愛を待つ桜
そして夏海も背中に聡の視線を感じていた。

振り向いて、間違っても視線が合えばどうなるだろう。深く考えずとも答えは見えている。

聡には声も掛けず、そのままキッチンの流しにある蛍光灯を点けた。
悠を起こさないためだ。
蛍光灯は2、3度瞬き、薄暗い灯りがキッチンに広がる。

キッチンにはふたり掛け用の食卓セットがあり、その椅子にバッグとジャケットを掛け、夏海は和室に続くガラス戸を開けた。

6畳の和室には、戻ってすぐ寝られるように、と布団が敷いてあった。

奥に敷かれた子供用の布団を整えると、夏海の後から入ってきた聡が、ゆっくりと悠を下ろす。
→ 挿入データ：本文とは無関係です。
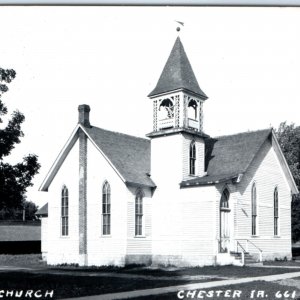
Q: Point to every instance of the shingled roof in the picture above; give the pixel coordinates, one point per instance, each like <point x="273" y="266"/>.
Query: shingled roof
<point x="228" y="156"/>
<point x="130" y="155"/>
<point x="177" y="74"/>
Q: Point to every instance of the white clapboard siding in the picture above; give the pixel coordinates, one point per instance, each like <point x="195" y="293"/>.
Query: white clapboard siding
<point x="139" y="245"/>
<point x="104" y="249"/>
<point x="267" y="173"/>
<point x="44" y="236"/>
<point x="63" y="249"/>
<point x="200" y="151"/>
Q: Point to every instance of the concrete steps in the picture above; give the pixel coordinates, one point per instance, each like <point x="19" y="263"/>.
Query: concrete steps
<point x="249" y="259"/>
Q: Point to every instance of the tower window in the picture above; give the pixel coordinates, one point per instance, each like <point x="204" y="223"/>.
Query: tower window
<point x="166" y="109"/>
<point x="276" y="215"/>
<point x="192" y="109"/>
<point x="254" y="210"/>
<point x="139" y="213"/>
<point x="192" y="158"/>
<point x="64" y="211"/>
<point x="106" y="208"/>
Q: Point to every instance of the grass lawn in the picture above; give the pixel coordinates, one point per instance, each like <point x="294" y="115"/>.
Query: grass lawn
<point x="75" y="281"/>
<point x="22" y="260"/>
<point x="271" y="290"/>
<point x="75" y="286"/>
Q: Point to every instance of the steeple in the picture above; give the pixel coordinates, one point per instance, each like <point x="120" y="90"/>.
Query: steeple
<point x="177" y="74"/>
<point x="177" y="97"/>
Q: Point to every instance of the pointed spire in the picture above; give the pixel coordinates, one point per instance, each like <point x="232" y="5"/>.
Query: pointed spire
<point x="177" y="74"/>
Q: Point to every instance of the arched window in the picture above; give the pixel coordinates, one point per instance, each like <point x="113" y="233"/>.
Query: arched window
<point x="224" y="221"/>
<point x="192" y="158"/>
<point x="276" y="215"/>
<point x="254" y="210"/>
<point x="166" y="109"/>
<point x="192" y="109"/>
<point x="64" y="211"/>
<point x="106" y="208"/>
<point x="224" y="205"/>
<point x="139" y="212"/>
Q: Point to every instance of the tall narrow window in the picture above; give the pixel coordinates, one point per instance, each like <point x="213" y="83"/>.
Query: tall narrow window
<point x="276" y="215"/>
<point x="254" y="209"/>
<point x="224" y="221"/>
<point x="192" y="109"/>
<point x="64" y="211"/>
<point x="106" y="208"/>
<point x="192" y="158"/>
<point x="139" y="213"/>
夏海が子供の靴や靴下を脱がせる間、聡はジッと息子の寝顔を見つめていた。


狭く薄暗い部屋の中、微妙な沈黙が漂う。

夏海は耐え切れず、サッと立ち上がりキッチンに戻った。

その途中、手前に敷かれた布団が妙に艶かしく思えて落ち着かない。


聡はすぐに帰ってくれるだろうか?

急き立てて追い出すのも、まるで意識してますと言わんばかりで悔しい。
夏海は勤務中と同じく、可能な限り落ち着いた声を出した。


「お茶とコーヒー、どちらがよろしいですか?」


和室に背を向けたまま尋ねるが、何の返事もない。


「一条先生?」


まだ悠の側にいるのだろうか。

夏海が振り返ったとき、彼は真後ろに立っていた。


そのまま、伸ばされた両腕が夏海の体を包み込む。


「あっ……やっ!」


あまりに突然のことに、体が強張る。
それでも、聡の束縛から逃げようと彼の胸を両手で押しやった。


「何……何をするの? どうしてこんな」


上半身に空間ができ、聡を問い質そうと夏海は顔を上げる。

だが、その唇は言葉を紡ぐ暇もなく彼の唇に塞がれた。

その瞬間、夏海の中にあの日と同じ情熱が甦った。